Arginine vasopressin

At 2 days, microtubules were harvested from PDMS scaffolds, and transferred onto polyester Transwell membranes (0.4 μm pore size; Cat#CC3460, Corning-Costar, MA, USA) containing 200 μl of 2.4 mg/ml rat tail collagen type I. Following collagen polymerization (45 min at 37 °C), 1.5 ml of culture medium, composed of MEM supplemented with 10% FBS (Invitrogen), 1% l-glutamine and 1% Pen Strep, was added.
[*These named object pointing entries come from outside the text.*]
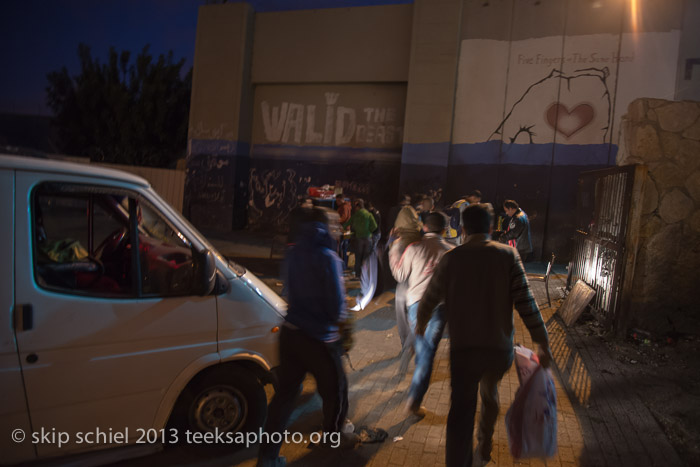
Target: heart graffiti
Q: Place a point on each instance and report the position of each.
(569, 122)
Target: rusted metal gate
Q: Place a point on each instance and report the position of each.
(603, 206)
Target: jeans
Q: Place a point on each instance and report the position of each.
(403, 326)
(425, 346)
(300, 354)
(473, 370)
(343, 250)
(362, 251)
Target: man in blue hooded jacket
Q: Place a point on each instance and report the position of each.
(310, 338)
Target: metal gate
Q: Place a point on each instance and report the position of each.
(603, 206)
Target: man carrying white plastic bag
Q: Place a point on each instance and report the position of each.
(479, 282)
(532, 419)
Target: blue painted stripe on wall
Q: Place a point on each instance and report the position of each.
(492, 152)
(218, 147)
(324, 152)
(286, 5)
(426, 154)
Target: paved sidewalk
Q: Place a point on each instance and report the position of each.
(600, 422)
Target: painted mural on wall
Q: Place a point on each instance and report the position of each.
(274, 192)
(582, 110)
(314, 135)
(360, 116)
(569, 91)
(541, 90)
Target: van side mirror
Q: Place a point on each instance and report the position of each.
(204, 272)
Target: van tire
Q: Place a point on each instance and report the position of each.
(228, 398)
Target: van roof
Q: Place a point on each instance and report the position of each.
(55, 166)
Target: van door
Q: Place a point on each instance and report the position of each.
(109, 283)
(14, 418)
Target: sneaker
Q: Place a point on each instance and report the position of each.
(482, 454)
(414, 408)
(405, 358)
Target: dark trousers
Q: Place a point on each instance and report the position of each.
(362, 249)
(403, 326)
(473, 370)
(301, 354)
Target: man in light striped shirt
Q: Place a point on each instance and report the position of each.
(479, 282)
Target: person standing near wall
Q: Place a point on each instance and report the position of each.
(363, 225)
(344, 209)
(517, 233)
(415, 267)
(407, 229)
(479, 282)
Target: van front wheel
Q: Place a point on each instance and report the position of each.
(227, 401)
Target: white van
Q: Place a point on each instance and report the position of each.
(117, 318)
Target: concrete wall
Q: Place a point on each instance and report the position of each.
(665, 136)
(515, 98)
(364, 44)
(538, 90)
(220, 118)
(329, 106)
(430, 99)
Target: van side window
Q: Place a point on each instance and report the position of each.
(83, 244)
(165, 256)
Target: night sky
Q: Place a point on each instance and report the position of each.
(40, 36)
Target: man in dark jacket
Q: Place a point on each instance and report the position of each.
(517, 232)
(480, 282)
(310, 338)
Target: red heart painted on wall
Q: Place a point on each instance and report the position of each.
(569, 122)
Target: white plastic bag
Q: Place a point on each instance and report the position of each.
(532, 419)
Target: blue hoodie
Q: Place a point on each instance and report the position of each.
(314, 283)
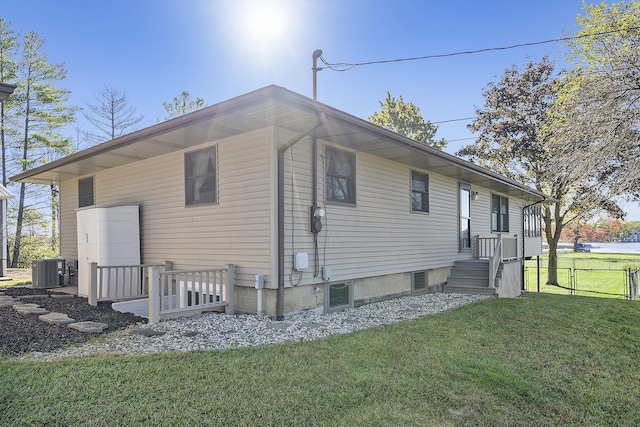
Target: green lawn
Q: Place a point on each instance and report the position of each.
(537, 360)
(590, 274)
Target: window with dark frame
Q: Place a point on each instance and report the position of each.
(340, 176)
(86, 196)
(499, 213)
(419, 281)
(200, 169)
(419, 192)
(338, 296)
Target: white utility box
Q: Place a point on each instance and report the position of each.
(108, 236)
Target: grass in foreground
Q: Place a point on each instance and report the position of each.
(537, 360)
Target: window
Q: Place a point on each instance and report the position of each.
(533, 221)
(85, 192)
(420, 281)
(338, 296)
(340, 176)
(419, 192)
(499, 213)
(200, 176)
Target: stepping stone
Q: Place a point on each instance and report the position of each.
(29, 309)
(6, 301)
(90, 327)
(56, 318)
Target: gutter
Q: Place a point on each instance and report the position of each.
(281, 151)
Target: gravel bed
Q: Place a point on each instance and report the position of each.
(218, 331)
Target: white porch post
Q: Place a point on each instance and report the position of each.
(230, 281)
(154, 294)
(93, 283)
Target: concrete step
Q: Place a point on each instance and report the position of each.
(477, 282)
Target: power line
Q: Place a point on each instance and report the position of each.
(463, 119)
(346, 66)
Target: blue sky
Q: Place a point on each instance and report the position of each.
(154, 49)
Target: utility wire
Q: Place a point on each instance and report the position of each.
(346, 66)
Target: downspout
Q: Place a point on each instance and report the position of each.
(281, 151)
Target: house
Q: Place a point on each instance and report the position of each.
(314, 208)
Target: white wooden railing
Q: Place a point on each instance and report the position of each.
(117, 282)
(185, 292)
(171, 293)
(497, 249)
(486, 246)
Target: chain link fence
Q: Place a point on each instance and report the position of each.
(607, 278)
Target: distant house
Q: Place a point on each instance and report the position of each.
(329, 209)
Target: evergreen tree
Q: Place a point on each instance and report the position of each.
(8, 71)
(182, 104)
(42, 113)
(111, 116)
(405, 119)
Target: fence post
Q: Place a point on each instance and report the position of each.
(93, 283)
(230, 281)
(155, 295)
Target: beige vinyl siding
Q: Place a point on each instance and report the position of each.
(237, 229)
(380, 235)
(68, 227)
(481, 213)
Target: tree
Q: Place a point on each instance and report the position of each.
(8, 70)
(599, 100)
(182, 104)
(405, 119)
(111, 116)
(42, 113)
(515, 133)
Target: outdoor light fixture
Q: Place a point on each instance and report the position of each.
(316, 54)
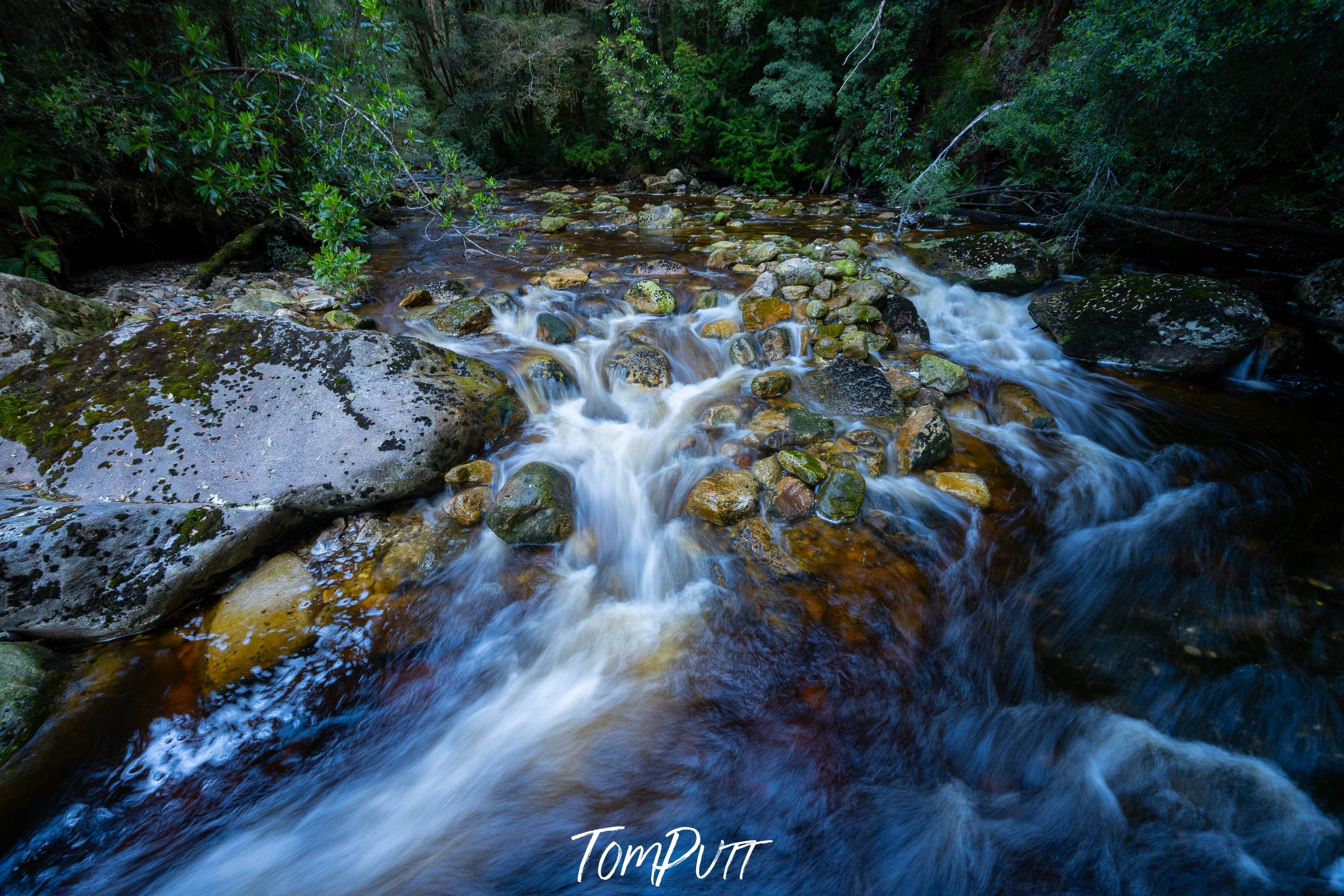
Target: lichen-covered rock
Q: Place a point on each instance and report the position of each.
(1322, 292)
(968, 487)
(29, 680)
(854, 389)
(944, 375)
(186, 446)
(651, 297)
(1171, 323)
(464, 317)
(267, 619)
(1016, 405)
(38, 319)
(1007, 261)
(902, 319)
(564, 278)
(536, 507)
(840, 496)
(723, 498)
(762, 313)
(924, 440)
(770, 383)
(642, 366)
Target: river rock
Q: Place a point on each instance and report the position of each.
(791, 499)
(840, 496)
(38, 319)
(536, 507)
(723, 498)
(650, 297)
(902, 319)
(1322, 293)
(1171, 323)
(770, 383)
(1008, 261)
(470, 506)
(968, 487)
(464, 317)
(762, 313)
(267, 619)
(924, 440)
(1016, 405)
(29, 680)
(944, 375)
(852, 389)
(659, 218)
(183, 448)
(564, 278)
(643, 366)
(554, 329)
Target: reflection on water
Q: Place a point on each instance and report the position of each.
(1097, 685)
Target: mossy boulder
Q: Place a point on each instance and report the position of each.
(183, 448)
(29, 680)
(1004, 261)
(1322, 293)
(1171, 323)
(852, 389)
(536, 507)
(38, 319)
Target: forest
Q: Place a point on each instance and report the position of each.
(143, 127)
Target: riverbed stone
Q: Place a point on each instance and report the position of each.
(944, 375)
(840, 496)
(968, 487)
(643, 366)
(464, 317)
(29, 680)
(37, 320)
(565, 278)
(852, 389)
(723, 498)
(770, 383)
(267, 619)
(1018, 405)
(183, 448)
(1322, 293)
(1006, 261)
(536, 507)
(762, 313)
(1170, 323)
(651, 297)
(924, 440)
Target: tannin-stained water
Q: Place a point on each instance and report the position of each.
(1113, 680)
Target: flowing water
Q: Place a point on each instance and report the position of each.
(1123, 677)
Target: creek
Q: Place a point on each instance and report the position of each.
(1121, 676)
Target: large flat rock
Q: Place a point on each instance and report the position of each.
(263, 420)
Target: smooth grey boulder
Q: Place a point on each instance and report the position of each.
(177, 450)
(37, 319)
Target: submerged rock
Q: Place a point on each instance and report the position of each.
(536, 507)
(185, 448)
(1018, 405)
(852, 389)
(643, 366)
(924, 440)
(1007, 261)
(267, 619)
(29, 680)
(1171, 323)
(840, 496)
(1322, 293)
(650, 297)
(723, 498)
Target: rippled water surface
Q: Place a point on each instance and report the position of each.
(1121, 677)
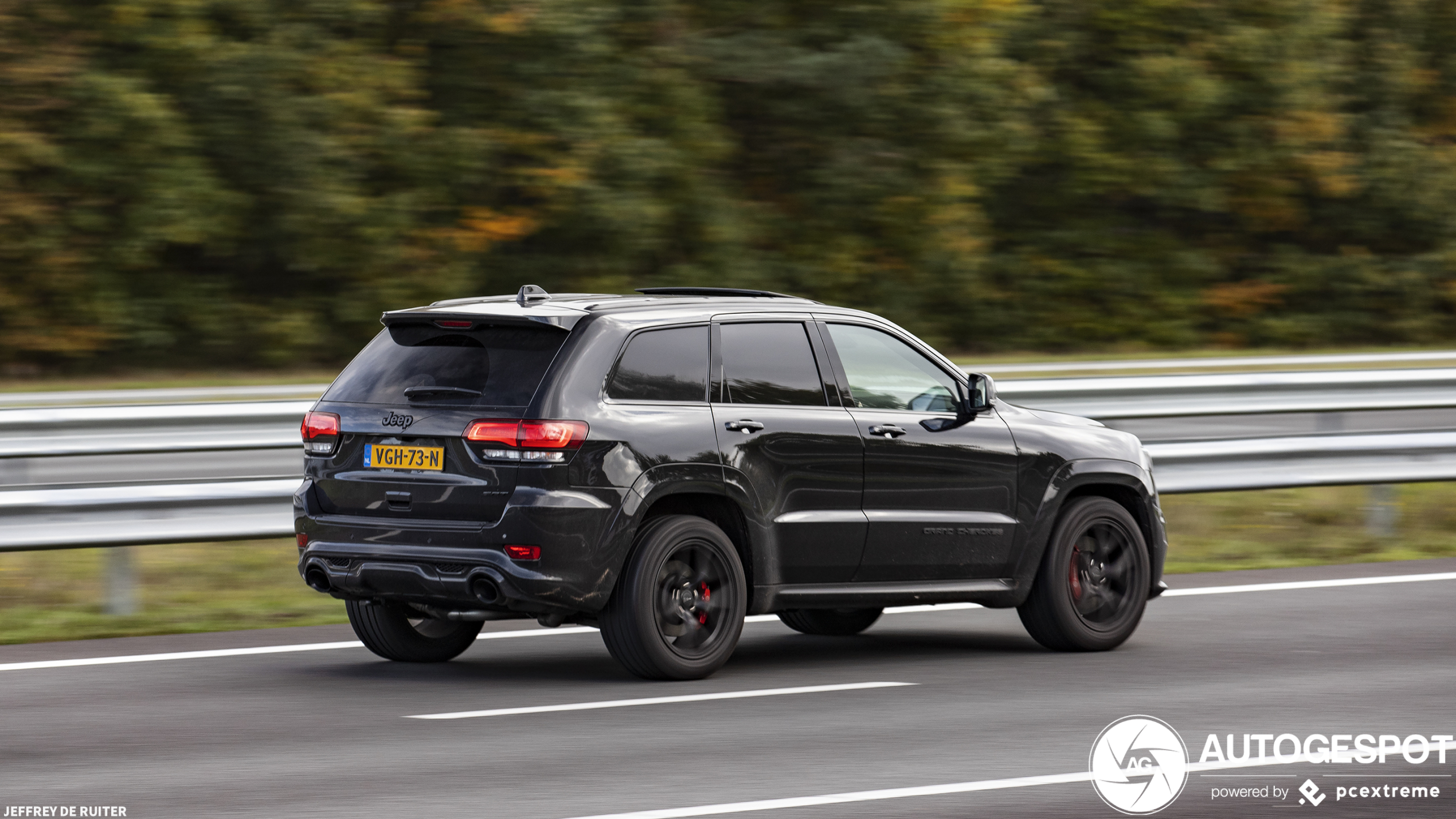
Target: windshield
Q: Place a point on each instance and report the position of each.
(421, 364)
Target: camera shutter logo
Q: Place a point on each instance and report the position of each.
(1139, 766)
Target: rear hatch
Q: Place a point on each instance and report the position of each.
(404, 405)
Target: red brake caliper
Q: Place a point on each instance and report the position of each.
(1075, 577)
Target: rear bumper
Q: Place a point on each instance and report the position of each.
(437, 562)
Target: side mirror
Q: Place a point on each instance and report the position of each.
(982, 390)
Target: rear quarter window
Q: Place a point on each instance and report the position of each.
(424, 366)
(663, 366)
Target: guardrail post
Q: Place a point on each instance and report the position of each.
(1382, 510)
(122, 581)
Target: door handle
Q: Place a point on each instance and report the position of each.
(746, 426)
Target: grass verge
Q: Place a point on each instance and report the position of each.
(222, 587)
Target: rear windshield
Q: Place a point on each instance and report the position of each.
(421, 364)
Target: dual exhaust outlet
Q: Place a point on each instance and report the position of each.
(483, 587)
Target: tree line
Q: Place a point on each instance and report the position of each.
(251, 182)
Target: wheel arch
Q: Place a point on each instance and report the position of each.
(1126, 483)
(718, 510)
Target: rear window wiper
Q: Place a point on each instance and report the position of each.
(424, 392)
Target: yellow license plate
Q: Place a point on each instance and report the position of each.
(397, 457)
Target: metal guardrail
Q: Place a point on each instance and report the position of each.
(115, 514)
(1236, 393)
Samples were cultured for 7 days in the presence of the following agents at doses that were selected on the basis of previous studies: 10 μM forskolin [30 (link)] (Cat#F6886, Sigma-Aldrich), then for another 7 days with 10² μM Octreotide acetate (OCTR) [31 (link)] (Cat#0239950, Toronto Research Chemicals, Brisbane Rd., North York, Canada), 10² μM Pasireotide diaspartate (PAS) [31 (link)] (kind gift from Novartis Farma S.p.A., Varese, Italy), 10⁴ μM 2-Deoxy-d-glucose (2DG) [32 ] (Cat#D6134, Sigma-Aldrich), 10 μg/ml berberine chloride [33 (link)] (Cat#B3251, Sigma-Aldrich), 0.5 μM Rapamycin [34 (link)] (Cat#R0395, Sigma-Aldrich), or 10⁻² μM Arginine Vasopressin (AVP) (Cat#V9879, Sigma-Aldrich) alone or in combination with 10⁻² μM Tolvaptan [35 (link)] (Cat#T7455, Sigma-Aldrich). For OCTR and PAS dosing, we based this on data from Masyuk et al. [31 (link)] to optimize the best dosage for our system. Control samples were maintained in culture medium alone for 14 days.